Julia Lo Bue-Said, chief executive of the Advantage Travel Partnership, said: “Wet weather at home has driven a ‘lates’ market like we have never seen before”.
This summer, 50 per cent of the bookings received by the partnership’s members were from customers who departed within 12 weeks of their booking. In a typical summer, late bookings would account for around 30–40 per cent of all custom.
Ms Cookes said: “That shows me that people are waiting to see what that disposable income looks like, before they are potentially committing to having a holiday”.
However, UK consumers’ appetite for overseas travel remains strong.
Research released this week by Barclays revealed that, in August, consumer card spending on airlines had increased by 32.1 per cent year-on-year and spending with travel agents was also up compared with August 2022 (3.7 per cent).
Among Advantage Travel Partnership members, 64 per cent said the pricing of holidays is having a slight effect on the growth of their business.
Ms Cookes said opting for all-inclusive breaks was another way in which holidaymakers were managing their costs.
More than 30 per cent of bookings that Advantage Travel Partnership members received for summer were for all-inclusive properties.
“[Holidaymakers] know what that spend will be upfront and they’re not worried about an increase in exchange rates impacting them when they’re in the resort,” said Ms Cookes.
The two most popular destinations this summer were Spain (Balearic Islands, Canary Islands and mainland Spain; 30 per cent of all bookings) and Greece (12 per cent).

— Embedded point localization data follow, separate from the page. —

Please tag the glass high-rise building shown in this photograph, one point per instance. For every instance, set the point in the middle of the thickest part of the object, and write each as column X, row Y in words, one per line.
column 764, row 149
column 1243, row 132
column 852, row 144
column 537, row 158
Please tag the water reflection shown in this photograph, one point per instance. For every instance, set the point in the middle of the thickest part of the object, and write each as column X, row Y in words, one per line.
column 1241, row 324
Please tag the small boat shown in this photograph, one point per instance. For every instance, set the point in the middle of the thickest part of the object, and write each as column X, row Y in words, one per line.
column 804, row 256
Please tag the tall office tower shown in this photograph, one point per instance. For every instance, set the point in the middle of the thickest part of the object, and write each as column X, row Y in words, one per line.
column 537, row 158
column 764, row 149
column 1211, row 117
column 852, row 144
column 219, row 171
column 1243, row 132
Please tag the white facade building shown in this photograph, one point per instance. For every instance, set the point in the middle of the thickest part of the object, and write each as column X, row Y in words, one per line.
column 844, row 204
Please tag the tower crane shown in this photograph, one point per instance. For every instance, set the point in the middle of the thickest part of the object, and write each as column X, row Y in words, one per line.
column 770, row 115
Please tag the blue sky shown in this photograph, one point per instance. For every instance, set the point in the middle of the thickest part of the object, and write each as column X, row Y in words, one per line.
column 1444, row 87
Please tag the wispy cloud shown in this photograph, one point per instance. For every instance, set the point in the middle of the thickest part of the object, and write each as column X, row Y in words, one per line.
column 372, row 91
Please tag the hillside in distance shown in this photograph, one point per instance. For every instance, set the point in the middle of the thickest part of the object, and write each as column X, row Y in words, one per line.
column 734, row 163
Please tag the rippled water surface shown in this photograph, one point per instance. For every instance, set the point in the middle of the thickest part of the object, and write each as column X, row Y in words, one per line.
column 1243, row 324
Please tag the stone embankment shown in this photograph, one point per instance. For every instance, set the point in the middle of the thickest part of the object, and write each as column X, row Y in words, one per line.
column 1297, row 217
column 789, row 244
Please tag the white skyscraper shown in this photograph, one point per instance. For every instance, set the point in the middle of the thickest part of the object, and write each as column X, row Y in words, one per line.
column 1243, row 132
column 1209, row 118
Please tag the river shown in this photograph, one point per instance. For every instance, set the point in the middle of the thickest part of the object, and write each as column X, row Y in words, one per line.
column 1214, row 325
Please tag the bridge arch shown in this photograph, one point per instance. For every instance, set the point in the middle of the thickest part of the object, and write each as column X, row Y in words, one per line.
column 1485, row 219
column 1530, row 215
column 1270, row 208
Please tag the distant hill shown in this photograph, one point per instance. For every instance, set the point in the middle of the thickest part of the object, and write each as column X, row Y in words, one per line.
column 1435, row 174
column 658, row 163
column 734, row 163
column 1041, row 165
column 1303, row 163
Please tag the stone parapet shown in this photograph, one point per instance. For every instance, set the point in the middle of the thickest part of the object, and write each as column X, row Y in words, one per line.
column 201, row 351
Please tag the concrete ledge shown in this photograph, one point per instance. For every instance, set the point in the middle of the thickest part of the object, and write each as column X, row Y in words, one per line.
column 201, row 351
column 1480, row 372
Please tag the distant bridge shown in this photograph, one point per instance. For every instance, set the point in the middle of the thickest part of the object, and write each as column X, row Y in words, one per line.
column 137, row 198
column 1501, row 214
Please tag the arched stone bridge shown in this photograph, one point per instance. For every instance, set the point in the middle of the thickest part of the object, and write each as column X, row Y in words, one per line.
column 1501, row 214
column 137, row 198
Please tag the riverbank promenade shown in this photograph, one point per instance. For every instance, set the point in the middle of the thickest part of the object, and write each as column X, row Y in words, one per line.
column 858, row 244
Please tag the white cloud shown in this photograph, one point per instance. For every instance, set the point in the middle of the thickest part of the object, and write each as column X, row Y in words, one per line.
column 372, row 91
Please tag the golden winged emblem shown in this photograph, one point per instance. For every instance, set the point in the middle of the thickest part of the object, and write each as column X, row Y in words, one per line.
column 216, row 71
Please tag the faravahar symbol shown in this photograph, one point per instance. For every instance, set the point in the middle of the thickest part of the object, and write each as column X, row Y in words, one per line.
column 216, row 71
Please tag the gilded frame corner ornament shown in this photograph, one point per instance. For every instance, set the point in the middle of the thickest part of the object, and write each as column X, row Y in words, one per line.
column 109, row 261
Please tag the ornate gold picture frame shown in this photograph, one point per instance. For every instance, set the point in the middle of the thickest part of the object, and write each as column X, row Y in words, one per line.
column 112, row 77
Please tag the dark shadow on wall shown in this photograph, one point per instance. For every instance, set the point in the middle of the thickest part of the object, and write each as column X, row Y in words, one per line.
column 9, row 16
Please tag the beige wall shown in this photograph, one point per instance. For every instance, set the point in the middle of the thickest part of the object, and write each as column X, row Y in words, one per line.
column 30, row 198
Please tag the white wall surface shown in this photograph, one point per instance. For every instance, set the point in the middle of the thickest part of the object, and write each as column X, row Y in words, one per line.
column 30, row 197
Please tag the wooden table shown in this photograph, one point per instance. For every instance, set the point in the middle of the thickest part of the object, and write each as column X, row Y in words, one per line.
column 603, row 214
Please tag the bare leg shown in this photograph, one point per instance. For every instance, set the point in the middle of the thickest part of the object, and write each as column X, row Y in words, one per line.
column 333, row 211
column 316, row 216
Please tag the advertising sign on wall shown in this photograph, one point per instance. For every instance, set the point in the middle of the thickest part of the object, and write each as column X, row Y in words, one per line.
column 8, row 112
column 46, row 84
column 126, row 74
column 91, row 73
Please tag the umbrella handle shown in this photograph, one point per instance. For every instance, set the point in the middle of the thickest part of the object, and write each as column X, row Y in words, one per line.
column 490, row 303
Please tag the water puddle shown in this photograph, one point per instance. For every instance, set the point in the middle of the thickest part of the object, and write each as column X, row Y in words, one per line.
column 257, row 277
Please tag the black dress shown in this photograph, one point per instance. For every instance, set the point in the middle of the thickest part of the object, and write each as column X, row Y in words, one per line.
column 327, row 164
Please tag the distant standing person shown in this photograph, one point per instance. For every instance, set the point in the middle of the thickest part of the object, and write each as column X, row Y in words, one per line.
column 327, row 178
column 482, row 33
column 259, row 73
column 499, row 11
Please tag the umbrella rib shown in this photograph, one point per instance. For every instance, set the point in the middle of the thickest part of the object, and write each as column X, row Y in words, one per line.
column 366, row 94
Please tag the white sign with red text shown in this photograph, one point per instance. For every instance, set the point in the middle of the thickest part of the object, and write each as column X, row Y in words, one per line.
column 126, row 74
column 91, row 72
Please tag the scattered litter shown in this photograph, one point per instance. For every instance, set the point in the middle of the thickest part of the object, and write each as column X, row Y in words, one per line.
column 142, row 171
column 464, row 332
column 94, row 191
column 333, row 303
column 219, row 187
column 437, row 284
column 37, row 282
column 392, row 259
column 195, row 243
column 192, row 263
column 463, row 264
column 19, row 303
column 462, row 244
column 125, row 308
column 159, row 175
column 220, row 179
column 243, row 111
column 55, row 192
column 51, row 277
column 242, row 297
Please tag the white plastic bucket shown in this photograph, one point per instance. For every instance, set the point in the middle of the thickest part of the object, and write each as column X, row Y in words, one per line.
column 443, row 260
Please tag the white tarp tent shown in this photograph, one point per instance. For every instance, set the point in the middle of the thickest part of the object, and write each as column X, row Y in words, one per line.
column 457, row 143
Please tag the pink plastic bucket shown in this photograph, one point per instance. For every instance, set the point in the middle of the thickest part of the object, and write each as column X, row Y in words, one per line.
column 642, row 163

The most-booked Greek destination was Rhodes, despite the wildfires that ravaged some parts of the island.
Looking ahead to the October half term, bookings are up 16 per cent compared with this time last year.
The Canary Islands have received the most bookings so far, while Europe’s cities are also proving popular for half-term breaks. City destinations accounted for 10 per cent of all bookings taken for the October school holiday, driven by Rome, Prague and Krakow.
As for Christmas travel, the Canary Islands are also the favourite among members’ customers, taking a 20 per cent share of bookings made for the festive period.
Meanwhile, long-haul bookings for Christmas are higher than they have been for the last few years, with Australia and the Far East among the popular destinations.